Church=family. We meet like a family…a FAMILY room.
It was then that the Wanderer’s eyes fell on the rows of chairs, all facing the front of the room. He walked around to the front of them to face them.
“When I call my family together to talk with them, I don’t line them up in rows.” He said to one of the empty chairs.
“They flop around on any seat around me, or stretch out on the…” the Wanderer’s face spread into a broad smile. He moved through the place like a madman, pushing chairs around and rearranging the room.
He stood in one empty spot to the side and looked around. “This would be a perfect place for a couch.” He thought. He looked at a splash of dried coffee, which stained the tile floor. “People need a place to rest their coffee cups. We need tables.”

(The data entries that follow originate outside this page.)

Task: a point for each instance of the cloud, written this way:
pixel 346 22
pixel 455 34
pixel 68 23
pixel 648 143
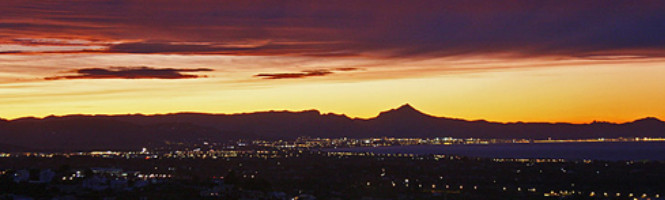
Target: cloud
pixel 131 73
pixel 304 73
pixel 385 28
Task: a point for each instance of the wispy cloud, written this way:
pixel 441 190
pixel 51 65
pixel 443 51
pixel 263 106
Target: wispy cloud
pixel 304 73
pixel 378 28
pixel 131 73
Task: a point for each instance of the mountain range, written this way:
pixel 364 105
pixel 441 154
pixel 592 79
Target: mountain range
pixel 90 132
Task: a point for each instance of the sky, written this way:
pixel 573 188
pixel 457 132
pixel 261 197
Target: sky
pixel 505 61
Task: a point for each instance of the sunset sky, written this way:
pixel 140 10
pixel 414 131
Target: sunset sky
pixel 506 61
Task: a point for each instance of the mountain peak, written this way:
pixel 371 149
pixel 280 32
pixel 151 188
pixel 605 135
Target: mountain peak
pixel 406 106
pixel 405 110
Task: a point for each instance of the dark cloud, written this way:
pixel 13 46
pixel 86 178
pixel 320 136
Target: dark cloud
pixel 348 28
pixel 131 73
pixel 304 73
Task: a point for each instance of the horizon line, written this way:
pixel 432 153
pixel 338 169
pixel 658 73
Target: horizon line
pixel 321 113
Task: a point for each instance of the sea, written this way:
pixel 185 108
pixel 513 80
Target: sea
pixel 608 151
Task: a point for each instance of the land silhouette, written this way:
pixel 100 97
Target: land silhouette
pixel 90 132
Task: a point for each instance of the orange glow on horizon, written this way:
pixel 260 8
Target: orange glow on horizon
pixel 493 89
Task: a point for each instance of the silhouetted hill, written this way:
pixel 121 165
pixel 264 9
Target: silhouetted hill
pixel 83 132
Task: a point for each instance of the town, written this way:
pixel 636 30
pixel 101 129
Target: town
pixel 307 169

Just before the Wanderer left the room, he ran out to his car and retrieved the surfboard he had been using earlier that morning. He brought it into the room, and leaned it against the front wall. Stepping back, he squinted his eyes again to survey this decoration.
“I think we’ve got something here.” He whispered.



2 Comments:

  • I love reading about this great adventure the Wanderer is having with Jesus. It's just like Pilgrims Progress but in the 21st Century. I love that story too and it seems like the Wanderer today is really Pilgrim of yesterday.
    Pilgrim was a wanderer to the Heavenly City. Likewise, Wanderer is a pilgrim the Heavenly City too.
    I think that's where I'm at, a Wondering Pilgrim to that Heavenly City.
    I think we're fellow travelers.
    Shalom shalom.
    Stan

    By Blogger Stan, at 1:30 PM  

  • Hey Wanderer...
    ...Ever notice how it all started as Family. The Father with Adam & Eve in the garden. The Father & Jesus creating the universe. The "children" of Israel. Patriarchs. Sons & daughters. Families upon families upon families. Then Jesus...born into a human family. Mom & dad & brothers and sisters. Then...12 close friends...like brothers. Then..."the body", community, meeting daily in each other's homes to pray, listen to teaching, break bread.
    But suddenly...bureacracy. Hierarchy, titles, positions, "office" of a deacon, church demographic surveys. "Special" buildings. Sanctuaries, vestibules, pews, pulpits, baptistries. Programs. Long live "the machine". It's hard to get around the need for increased organization, structure, and the like as a community (church group?) grows. Some might say, "It's easy to have the whole "casual family thing" when it's a living room bible study, or even 25 folks in a coffee shop...but take 150, 250, 500 and you just can't do that". I shake my head and get ready to succumb to the inevitable...when suddenly...an incredible image slams into my head. Families. Big families. Big extended families. All living together under one roof (remember...?). Moms, dads, aunts, uncles, grandparents, kids, nieces, nephews, grandkids, neighbors kids, dogs, fish, hamsters, crazy "aunt Greta" who's not really related, etc... And family reunions. Have you been to some of those. Some are quite huge...they even have cool T-shirts...several hundred strong sometimes. They do it in houses, parks, picnic tables, swimming pools, shared meals, games, songs, story-telling. Amazing...no bureaucracy, hierarchy, programs, or machine structure.
    As "the church" grows...why not just "run it" like a big family reunion...on going. After all, that's exactly what we're heading for isn't it?
    Sure don't want to spend my whole earthly life organizing structure, programs, systems, demographic studies...then end up in a dang family reunion...do you? What a let down (tongue planted firmly in cheek here).